In the Analysis paper (By Johnathan Bennett by the way) the case was of a real condition that does occur (or did occur in the day) where if an abortion was not carried out the mother would certainly die. The Catholic position (as argued by Elizabeth Anscombe) was that abortion was taking innocent life and so was wrong, absolutely. Anscombe argued that to take the consequences into account was arguing for doing evil for the sake of good, and that people who took that view were of 'corrupt mind' and there was no point talking to them.
This is a relatively simple case in that its a choice between two lives, or was in the scenario Bennett was considering. The public policy case seems to be more complicated and harder to see what exactly the issues are. You can imagine Anscome arguing, in the Texas case, that the link between the policy and maternal deaths was not at all clear. In Bennett's case there was an inescapable choice between two lives. Bennett was able to ask, of Anscombe's position, what other than a religions prohibition could justify taking the view that the mother's life should always be the one to go. Anscombe was able to argue that in principle it was wrong to kill one person to save another. The underlying issue was whether the consequences of the action are ethically relevant. Bennett was arguing yes, Anscombe no. It was about whether the goodness or badness of an act is intrinsic to it, or is a property it has in virtue of its consequences.
Part of the sharpness of the difference is caused by the fact, in the example, that there was no way out of the choice. So Bennett took some time to show that much of the theological pleading on these cases depended on refusing to accept this, arguing that the mother's death, in continuation, was not in fact certain, when it was.
In the Texas case this is an easier argument to make. There are, you could argue, many ways in which the maternal deaths can be prevented. Proper public policy can simply make abortion not a necessary choice for anyone by providing alternatives. The argument would be that it is the choice to go for backstreet abortion that is causing the death increase, so the ethical thing is to remedy that. The Texas argument might continue that the consequences of policies are of course relevant. But that its not correct to make public policy on this basis that if we do something ethically correct people will make bad and unnecessary decisions leading to harming themselves.
The difficulty with this argument occurs if you construct limiting cases, because the proponent will almost be forced into a position analogous to that Anscome was faced with: they will end up having to deny human nature as experience shows it to be. it may be that you just cannot provide alternatives which people will choose. At that point the Republicans are forced to the argument, explicit or not, that they wish to ban what they regard as just intrinsically wrong.

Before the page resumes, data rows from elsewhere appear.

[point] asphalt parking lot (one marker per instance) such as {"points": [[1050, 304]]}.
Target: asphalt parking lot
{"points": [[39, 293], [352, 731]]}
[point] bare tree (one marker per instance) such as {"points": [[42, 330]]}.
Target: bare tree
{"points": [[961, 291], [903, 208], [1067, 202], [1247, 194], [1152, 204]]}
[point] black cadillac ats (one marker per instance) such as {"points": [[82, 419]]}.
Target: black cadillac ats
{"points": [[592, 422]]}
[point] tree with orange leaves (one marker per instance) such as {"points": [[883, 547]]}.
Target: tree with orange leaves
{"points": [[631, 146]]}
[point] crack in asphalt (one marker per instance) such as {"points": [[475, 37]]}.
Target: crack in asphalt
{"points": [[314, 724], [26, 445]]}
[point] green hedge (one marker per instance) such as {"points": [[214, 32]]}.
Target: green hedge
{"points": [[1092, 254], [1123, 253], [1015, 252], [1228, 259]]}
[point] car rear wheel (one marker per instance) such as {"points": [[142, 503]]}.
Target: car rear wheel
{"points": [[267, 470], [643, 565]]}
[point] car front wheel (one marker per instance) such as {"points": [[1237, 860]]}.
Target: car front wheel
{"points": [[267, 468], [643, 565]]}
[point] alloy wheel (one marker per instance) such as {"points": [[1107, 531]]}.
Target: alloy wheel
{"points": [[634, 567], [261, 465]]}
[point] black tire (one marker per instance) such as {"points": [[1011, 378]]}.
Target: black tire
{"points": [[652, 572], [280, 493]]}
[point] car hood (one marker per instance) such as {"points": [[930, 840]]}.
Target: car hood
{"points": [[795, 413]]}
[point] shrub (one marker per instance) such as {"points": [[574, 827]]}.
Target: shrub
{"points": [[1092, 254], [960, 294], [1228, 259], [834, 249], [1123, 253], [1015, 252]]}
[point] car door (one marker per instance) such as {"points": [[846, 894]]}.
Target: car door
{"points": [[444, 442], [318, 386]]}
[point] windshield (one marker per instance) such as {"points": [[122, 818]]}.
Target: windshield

The climate and emission case is rather different from either of these. The consequentialist view here is just don't do things which have few or no effects on the supposed problem, but which (hypothetically) have very high costs. You can see it most clearly in the case of the UK, which emits about 450 million tons a year out of a global total of 39 billion. Cut it in half, even eliminate it, and it will make no measurable difference.
Now, do you argue that emitting is intrinsically wrong, and should be stopped whatever the consequences? Or do you try and construct climate consequences of stopping that will justify stopping? Its interesting that the UK has pretty much stopped doing that. They are no longer justifying Net Zero on climate grounds. Or do you decide that it may be best if everyone were to stop, but they are not going to, and so we, US or UK, are living in a world where for us to stop will make no difference, have no benefit, and so cannot be justified. Spend the money on health or literacy.
Its a bit more complicated than China isn't doing it as an excuse for the US not doing something which has a strong justification in itself. The question is what that justification is.